Human impact on the earth
“People are really good at modifying the earth — as much as 95% of the earth’s surface has been modified in some way by humans,” said Dr Eloise Skinner, the study’s lead researcher from Griffith’s Centre for Planetary Health and Food Security.
“We know that when we modify the earth’s surface we also change the species community, which includes plants, animals and insects.
“What we haven’t known until recently is how these changes to species change the risk of disease to humans.”
Dr Skinner said the findings enhanced the ability to anticipate these transitions, and would support a dynamic public healthcare infrastructure that could adapt to changes in disease occurrence through space and time.
Vector-borne diseases a global challenge
Vector-borne diseases (VBDs) are highly responsive to environmental changes, but such responses are notoriously difficult to isolate because pathogen transmission depends on a suite of ecological and social responses in vectors and hosts that may differ across species.
With more than half of the global population at risk of being infected with a VBD, Dr Skinner and the team acknowledged how changes to environments impacted on each disease’s unique transmission cycle and presented various complexities.
“Often, vectors and pathogens occupy their own unique niche, so that each transmission cycle responds distinctly to environmental change,” she said.
“With increasing human pressure, one would expect transitions in the occurrence of different diseases — for example, dengue is a highly urban pathogen while malaria occurs at the frontiers of deforestation.
“But how urban does an area have to be for dengue to become a risk? How much forest has to be converted before we start to see increases in malaria?”
These are some of the research questions the team sought answers to, to highlight the thresholds of land-use transitions that could lead to abrupt shifts in infectious disease burdens and public health needs.
Impact thresholds identified, a first
For the first time, the researchers were able to identify distinct thresholds of human impacts that specific diseases occupied.

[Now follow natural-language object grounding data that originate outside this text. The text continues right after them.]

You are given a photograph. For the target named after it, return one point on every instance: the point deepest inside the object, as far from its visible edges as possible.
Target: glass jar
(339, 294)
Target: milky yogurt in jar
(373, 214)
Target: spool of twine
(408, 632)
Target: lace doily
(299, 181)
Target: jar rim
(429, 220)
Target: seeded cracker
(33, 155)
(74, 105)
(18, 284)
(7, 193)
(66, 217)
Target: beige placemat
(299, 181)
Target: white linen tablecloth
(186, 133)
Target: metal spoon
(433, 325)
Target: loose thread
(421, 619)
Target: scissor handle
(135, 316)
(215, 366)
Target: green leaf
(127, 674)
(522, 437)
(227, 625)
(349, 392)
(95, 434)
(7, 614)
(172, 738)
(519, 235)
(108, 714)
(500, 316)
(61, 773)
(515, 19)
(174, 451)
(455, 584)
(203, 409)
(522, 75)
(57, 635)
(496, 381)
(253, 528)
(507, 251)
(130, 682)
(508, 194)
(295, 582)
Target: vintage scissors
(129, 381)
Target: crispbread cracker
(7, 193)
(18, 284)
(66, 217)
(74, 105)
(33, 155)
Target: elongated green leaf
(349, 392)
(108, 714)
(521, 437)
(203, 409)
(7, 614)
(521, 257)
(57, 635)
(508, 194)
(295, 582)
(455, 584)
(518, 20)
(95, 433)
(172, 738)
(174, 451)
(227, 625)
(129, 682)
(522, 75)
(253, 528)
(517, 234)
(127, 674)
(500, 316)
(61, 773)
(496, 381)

Comparing across six vector-borne diseases in Brazil, the team found that in a critical window in which the human footprint changed from moderate (4-7) to high (7-12) to intense (>12), disease occurrence abruptly shifted from malaria, cutaneous leishmaniasis, and visceral leishmaniasis to dengue, chikungunya, and Zika (arboviruses transmitted by the urban mosquito Aedes aegypti).
“These are diseases that require distinct responses in vector control, diagnostics, and environmental management,” Dr Skinner said.

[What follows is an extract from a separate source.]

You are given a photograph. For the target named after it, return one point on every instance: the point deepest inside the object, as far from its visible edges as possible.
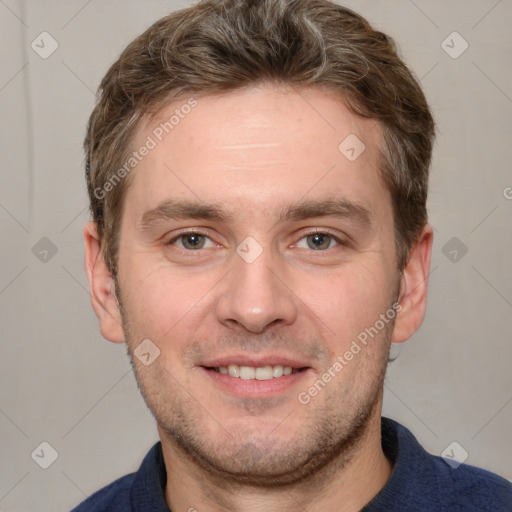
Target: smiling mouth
(267, 372)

“Because biomedical and chemical approaches alone have failed to sustainably eliminate these diseases, managing the socio-ecological settings that promote pathogen transmission is a critical frontier for planetary health.
“In conjunction with climatic pressures, human pressure presents a major risk for disease emergence and transmission and therefore a major threat to human and environmental wellbeing.

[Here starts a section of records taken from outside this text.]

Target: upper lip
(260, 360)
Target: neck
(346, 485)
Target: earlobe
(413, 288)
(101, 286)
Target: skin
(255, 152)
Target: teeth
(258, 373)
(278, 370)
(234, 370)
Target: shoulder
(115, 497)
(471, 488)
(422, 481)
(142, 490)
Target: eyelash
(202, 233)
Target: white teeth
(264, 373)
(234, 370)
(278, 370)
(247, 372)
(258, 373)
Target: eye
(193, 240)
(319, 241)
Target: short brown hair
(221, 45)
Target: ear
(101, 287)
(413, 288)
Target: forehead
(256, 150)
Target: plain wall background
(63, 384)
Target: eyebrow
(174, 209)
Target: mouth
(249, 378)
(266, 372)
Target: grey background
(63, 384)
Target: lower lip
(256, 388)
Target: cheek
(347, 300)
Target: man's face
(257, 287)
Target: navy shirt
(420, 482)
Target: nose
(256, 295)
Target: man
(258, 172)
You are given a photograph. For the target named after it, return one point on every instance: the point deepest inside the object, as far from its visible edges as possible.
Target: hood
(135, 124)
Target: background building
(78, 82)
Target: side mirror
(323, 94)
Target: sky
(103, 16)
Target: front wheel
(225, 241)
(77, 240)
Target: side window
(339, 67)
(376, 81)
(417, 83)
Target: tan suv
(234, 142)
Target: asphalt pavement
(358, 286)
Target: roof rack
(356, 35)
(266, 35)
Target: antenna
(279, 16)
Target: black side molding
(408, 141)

“Brazil was an ideal case study for assessing human pressure on disease transmission because it is a large, ecologically and socio-economically diverse country that contains many biogeographic zones, intense and variable land use pressures, high incidence of multiple diseases with contrasting ecologies, and a longstanding nationwide disease surveillance system.”
The research ‘Human footprint is associated with shifts in the assemblages of major vector-borne diseases’ has been published in Nature Sustainability.